Resulta que los diputados del estado de California, en el vecino país del norte, decidieron remover del Capitolio estatal las estatuas de Isabel la Católica y de Cristóbal Colón, sin mediar arbitraje ni miramiento alguno, por mero revisionismo histórico alegando racismo, un asunto que persigue a doña Isabel de Castilla hasta el grado de tener atorada su beatificación, dada la persecución de judíos y musulmanes a los que desterró de su reino por cuestiones de raza y religión.

Actualmente los mismos españoles han removido los monumentos fascistas, así como el cadáver de Francisco Franco del Valle de los Caídos, por simple voluntad democrática.

Signos de una verdadera democracia en países que no tienen la inmensa y costosa burocracia que tenemos en México, atiborrada de consejeros, magistrados, fiscales y secretarios ejecutivos, auténticos parásitos que siguen devorando los recursos de un país agobiado por la crisis.
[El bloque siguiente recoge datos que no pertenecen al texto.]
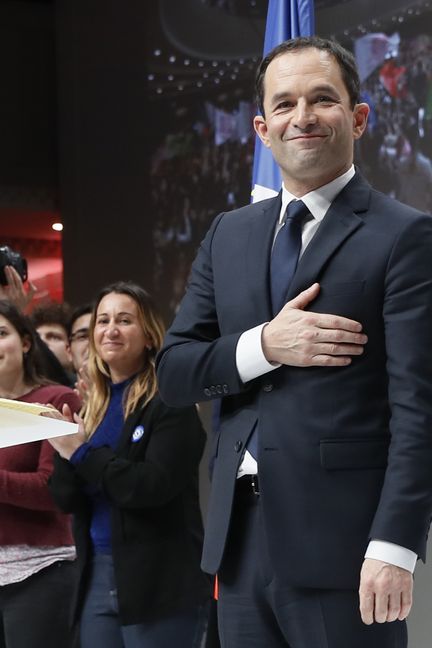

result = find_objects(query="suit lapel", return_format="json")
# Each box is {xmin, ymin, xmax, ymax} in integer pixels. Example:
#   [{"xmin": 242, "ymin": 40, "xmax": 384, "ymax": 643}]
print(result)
[
  {"xmin": 246, "ymin": 193, "xmax": 282, "ymax": 322},
  {"xmin": 287, "ymin": 173, "xmax": 371, "ymax": 301}
]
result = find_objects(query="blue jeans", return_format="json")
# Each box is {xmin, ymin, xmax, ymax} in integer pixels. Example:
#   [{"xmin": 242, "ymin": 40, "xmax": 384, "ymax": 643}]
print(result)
[{"xmin": 80, "ymin": 554, "xmax": 208, "ymax": 648}]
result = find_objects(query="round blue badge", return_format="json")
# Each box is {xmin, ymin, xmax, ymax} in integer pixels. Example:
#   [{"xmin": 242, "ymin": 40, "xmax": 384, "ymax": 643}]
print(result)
[{"xmin": 132, "ymin": 425, "xmax": 144, "ymax": 443}]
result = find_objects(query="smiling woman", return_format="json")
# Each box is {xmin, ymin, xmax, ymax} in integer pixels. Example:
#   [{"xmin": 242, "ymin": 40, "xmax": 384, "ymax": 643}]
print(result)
[
  {"xmin": 51, "ymin": 283, "xmax": 209, "ymax": 648},
  {"xmin": 0, "ymin": 300, "xmax": 80, "ymax": 648}
]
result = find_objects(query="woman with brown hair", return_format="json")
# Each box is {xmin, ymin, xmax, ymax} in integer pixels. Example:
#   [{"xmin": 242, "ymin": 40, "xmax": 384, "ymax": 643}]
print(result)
[
  {"xmin": 0, "ymin": 300, "xmax": 80, "ymax": 648},
  {"xmin": 47, "ymin": 283, "xmax": 209, "ymax": 648}
]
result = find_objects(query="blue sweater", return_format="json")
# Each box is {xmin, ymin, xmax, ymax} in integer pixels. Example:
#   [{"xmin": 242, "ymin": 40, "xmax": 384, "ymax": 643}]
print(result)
[{"xmin": 70, "ymin": 378, "xmax": 132, "ymax": 554}]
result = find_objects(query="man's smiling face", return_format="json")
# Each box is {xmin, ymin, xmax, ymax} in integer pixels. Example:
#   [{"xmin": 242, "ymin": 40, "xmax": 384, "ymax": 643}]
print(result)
[{"xmin": 254, "ymin": 47, "xmax": 369, "ymax": 195}]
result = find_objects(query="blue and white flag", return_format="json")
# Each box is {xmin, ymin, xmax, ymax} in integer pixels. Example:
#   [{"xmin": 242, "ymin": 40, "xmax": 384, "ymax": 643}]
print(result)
[{"xmin": 252, "ymin": 0, "xmax": 315, "ymax": 202}]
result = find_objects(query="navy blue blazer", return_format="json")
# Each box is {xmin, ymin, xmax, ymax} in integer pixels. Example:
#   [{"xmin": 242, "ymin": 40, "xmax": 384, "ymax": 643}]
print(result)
[{"xmin": 158, "ymin": 173, "xmax": 432, "ymax": 588}]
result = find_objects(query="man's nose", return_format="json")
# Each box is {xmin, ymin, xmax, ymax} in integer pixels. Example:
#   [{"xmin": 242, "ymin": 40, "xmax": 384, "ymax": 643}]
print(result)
[
  {"xmin": 105, "ymin": 322, "xmax": 118, "ymax": 337},
  {"xmin": 293, "ymin": 101, "xmax": 317, "ymax": 130}
]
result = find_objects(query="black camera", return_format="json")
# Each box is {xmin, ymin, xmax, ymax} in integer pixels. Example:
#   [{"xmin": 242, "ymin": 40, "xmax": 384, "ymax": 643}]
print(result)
[{"xmin": 0, "ymin": 245, "xmax": 27, "ymax": 286}]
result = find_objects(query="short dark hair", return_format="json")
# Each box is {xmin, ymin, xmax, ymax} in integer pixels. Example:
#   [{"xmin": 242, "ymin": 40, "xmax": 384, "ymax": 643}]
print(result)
[
  {"xmin": 0, "ymin": 299, "xmax": 49, "ymax": 385},
  {"xmin": 67, "ymin": 304, "xmax": 94, "ymax": 338},
  {"xmin": 255, "ymin": 36, "xmax": 360, "ymax": 117}
]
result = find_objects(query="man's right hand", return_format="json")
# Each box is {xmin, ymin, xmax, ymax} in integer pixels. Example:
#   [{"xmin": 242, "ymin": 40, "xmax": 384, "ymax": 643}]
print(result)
[{"xmin": 261, "ymin": 283, "xmax": 367, "ymax": 367}]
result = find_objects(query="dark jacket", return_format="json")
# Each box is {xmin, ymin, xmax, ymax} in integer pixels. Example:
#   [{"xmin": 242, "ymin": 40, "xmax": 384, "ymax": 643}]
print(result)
[
  {"xmin": 50, "ymin": 396, "xmax": 210, "ymax": 625},
  {"xmin": 158, "ymin": 174, "xmax": 432, "ymax": 588}
]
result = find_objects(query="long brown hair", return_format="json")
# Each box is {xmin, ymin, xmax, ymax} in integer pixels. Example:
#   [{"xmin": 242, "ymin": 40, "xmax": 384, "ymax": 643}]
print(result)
[{"xmin": 84, "ymin": 281, "xmax": 164, "ymax": 436}]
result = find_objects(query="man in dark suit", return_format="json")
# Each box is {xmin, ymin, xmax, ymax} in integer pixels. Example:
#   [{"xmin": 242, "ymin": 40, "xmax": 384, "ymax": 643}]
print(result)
[{"xmin": 158, "ymin": 37, "xmax": 432, "ymax": 648}]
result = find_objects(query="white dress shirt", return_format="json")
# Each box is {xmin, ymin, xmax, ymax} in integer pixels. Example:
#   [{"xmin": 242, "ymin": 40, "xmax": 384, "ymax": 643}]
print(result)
[{"xmin": 236, "ymin": 166, "xmax": 417, "ymax": 573}]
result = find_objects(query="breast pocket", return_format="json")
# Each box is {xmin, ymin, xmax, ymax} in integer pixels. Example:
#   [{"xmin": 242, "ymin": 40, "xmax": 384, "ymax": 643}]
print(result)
[
  {"xmin": 320, "ymin": 281, "xmax": 366, "ymax": 298},
  {"xmin": 320, "ymin": 435, "xmax": 390, "ymax": 470}
]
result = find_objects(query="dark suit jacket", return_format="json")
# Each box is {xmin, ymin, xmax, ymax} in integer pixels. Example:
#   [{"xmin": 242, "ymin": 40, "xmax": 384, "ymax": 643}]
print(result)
[
  {"xmin": 158, "ymin": 173, "xmax": 432, "ymax": 588},
  {"xmin": 50, "ymin": 396, "xmax": 211, "ymax": 624}
]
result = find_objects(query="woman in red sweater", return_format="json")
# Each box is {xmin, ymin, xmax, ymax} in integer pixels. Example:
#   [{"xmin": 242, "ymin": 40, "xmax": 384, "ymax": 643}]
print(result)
[{"xmin": 0, "ymin": 300, "xmax": 80, "ymax": 648}]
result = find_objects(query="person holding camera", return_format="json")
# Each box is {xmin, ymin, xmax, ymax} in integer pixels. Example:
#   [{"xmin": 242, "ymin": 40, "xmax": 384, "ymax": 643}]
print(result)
[{"xmin": 0, "ymin": 300, "xmax": 80, "ymax": 648}]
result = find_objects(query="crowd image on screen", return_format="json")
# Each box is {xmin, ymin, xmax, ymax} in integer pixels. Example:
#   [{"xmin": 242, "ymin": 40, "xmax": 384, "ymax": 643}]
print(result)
[{"xmin": 151, "ymin": 32, "xmax": 432, "ymax": 317}]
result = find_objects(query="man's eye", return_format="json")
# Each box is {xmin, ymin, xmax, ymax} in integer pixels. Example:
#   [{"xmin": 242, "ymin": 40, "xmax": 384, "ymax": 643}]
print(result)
[{"xmin": 276, "ymin": 101, "xmax": 292, "ymax": 110}]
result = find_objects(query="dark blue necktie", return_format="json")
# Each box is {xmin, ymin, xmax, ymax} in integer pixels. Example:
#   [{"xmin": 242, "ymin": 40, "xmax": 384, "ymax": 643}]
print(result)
[
  {"xmin": 270, "ymin": 200, "xmax": 309, "ymax": 315},
  {"xmin": 246, "ymin": 200, "xmax": 309, "ymax": 459}
]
Un México sin demócratas y donde aún existen los museos al esperpento y a la ignominia, los monumentos a los héroes ficticios y la nomenclatura urbana homenajeando a una morralla inane y baladí.

Y a propósito de recintos del espanto, este columnista recuerda haber visto las vísceras de don Venustiano Carranza como reliquia en un pequeño museo de Xicotepec, Puebla. Lo mismo con el brazo amarillento y mutilado de Álvaro Obregón en un frasco de formol en el gran mausoleo de San Ángel, erigido por un distinguido ateneísta, Aarón Sáenz.
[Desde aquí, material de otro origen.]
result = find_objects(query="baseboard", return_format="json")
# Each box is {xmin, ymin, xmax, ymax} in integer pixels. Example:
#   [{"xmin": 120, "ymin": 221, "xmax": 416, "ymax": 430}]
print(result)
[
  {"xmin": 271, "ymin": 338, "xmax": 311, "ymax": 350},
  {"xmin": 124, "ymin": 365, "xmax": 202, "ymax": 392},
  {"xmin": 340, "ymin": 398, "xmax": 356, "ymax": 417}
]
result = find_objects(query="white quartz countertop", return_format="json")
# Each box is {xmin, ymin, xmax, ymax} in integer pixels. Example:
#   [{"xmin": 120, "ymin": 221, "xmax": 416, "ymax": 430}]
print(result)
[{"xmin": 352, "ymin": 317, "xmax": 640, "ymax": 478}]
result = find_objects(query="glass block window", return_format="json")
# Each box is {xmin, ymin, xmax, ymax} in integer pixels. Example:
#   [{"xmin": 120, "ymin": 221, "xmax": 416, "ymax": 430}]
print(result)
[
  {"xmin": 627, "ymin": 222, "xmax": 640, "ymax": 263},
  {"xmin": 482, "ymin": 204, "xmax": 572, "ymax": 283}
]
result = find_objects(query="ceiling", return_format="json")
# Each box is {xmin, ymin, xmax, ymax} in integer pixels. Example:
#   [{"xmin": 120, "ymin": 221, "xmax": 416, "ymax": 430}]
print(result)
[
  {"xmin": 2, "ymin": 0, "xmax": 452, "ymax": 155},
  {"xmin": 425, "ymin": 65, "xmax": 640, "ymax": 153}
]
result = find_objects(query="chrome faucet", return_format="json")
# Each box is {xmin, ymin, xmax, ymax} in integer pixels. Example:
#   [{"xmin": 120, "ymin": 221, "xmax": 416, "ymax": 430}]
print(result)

Un remedo faraónico que hoy podemos ver en estatuas recientes como las de Fidel Velázquez, Manuel Clouthier, Vicente Fox o Joaquín Gamboa Pascoe que, comparadas con las modestas efigies de Miguel Ramos Arizpe, Juan Antonio de la Fuente, Ignacio Ramírez o Francisco Zarco, resultan ofensivas por su desmesura.

Y es que las estatuas y bronces tienen como propósito hacer perenne la memoria de los héroes, las epopeyas gloriosas o los triunfos ideológicos. Pero resulta que siempre hay colados como en el diccionario de don Arturo Berrueto que, aunque son los menos, se trata de vil cascajo anhelando la posteridad.

Y no es que pongamos en duda el mérito de los homenajeados, pero resulta ofensivo cuando dichos reconocimientos son aceptados o promovidos en vida, porque luego sucede lo que ha pasado con don Jorge Torres López, reo de la justicia de otro país donde ya se declaró culpable de graves delitos, lo que compromete las placas de bronce con su nombre y sus objetos que hoy se exhiben en el Museo de Palacio, lentes, fotos, corbata y ropa, como reliquias de un héroe desconocido, o mejor dicho, no reconocido por los fiscales de otro país que lo metieron al “bote”.

Y tampoco se trata de hacerle al ángel pesimista de la historia, como el que citaba Walter Benjamín, pero al menos hay que saber indignarse cuando los homenajes son absurdos. Un ejemplo para terminar. Tenemos que en un mural del Congreso local aparece un tal Gabriel Pereyra como capricho de Eliseo Mendoza Berrueto para la posteridad. En cambio, es injusto que se ignore a don Horacio Flores de la Peña, cuyo nombre debería estar en el muro de honor de dicho Congreso, pero se le niega haciendo perenne la imagen ridícula de un pelafustán.